David Chandler opined that, although ethnic minorities fell victim to the Khmer Rouge regime, they were not targeted specifically because of their ethnic backgrounds, but rather because they were mostly enemies of the revolution (Kiernan, 2002:252; see also the footnote on Chandler’s The Tragedy of Cambodian History, pp. 4, 263-65, 285). Furthermore, Chandler also rejects the use of the terms “chauvinism” and “genocide” just to avoid drawing possible parallels to Hitler. This indicates that Chandler does not believe in the argument of charging the Khmer Rouge regime with the crime of genocide.
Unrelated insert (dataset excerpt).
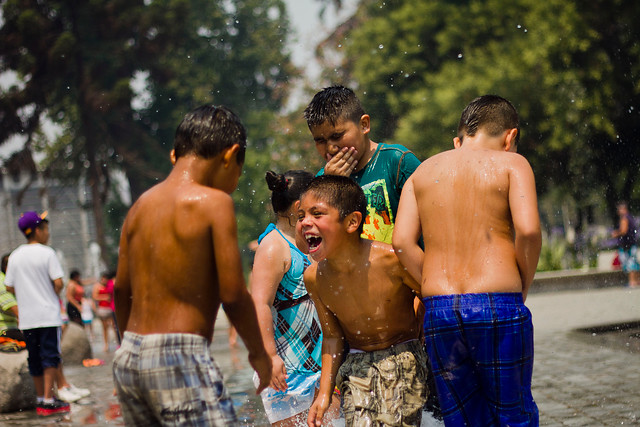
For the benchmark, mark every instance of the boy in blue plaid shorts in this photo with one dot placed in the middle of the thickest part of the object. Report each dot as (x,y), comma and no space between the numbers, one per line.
(178,261)
(476,207)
Similarly, Michael Vickery holds a similar position to Chandler’s, and refuses to acknowledge the atrocities of the Khmer Rouge regime as genocide; Vickery regarded the Khmer Rouge a “chauvinist” regime, due to its anti-Vietnam and anti-religion policies (Kiernan, 2002:252; see Vickery’s Cambodia 1975-1982, pp. 181–82, 255, 258, 264-65). Stephen Heder also conceded that the Khmer Rouge were not guilty of genocide, stating that the atrocities of the regime were not motivated by race (Kiernan, 2002:252; see Heder’s From Pol Pot to Pen Sovan to the Villages, p. 1).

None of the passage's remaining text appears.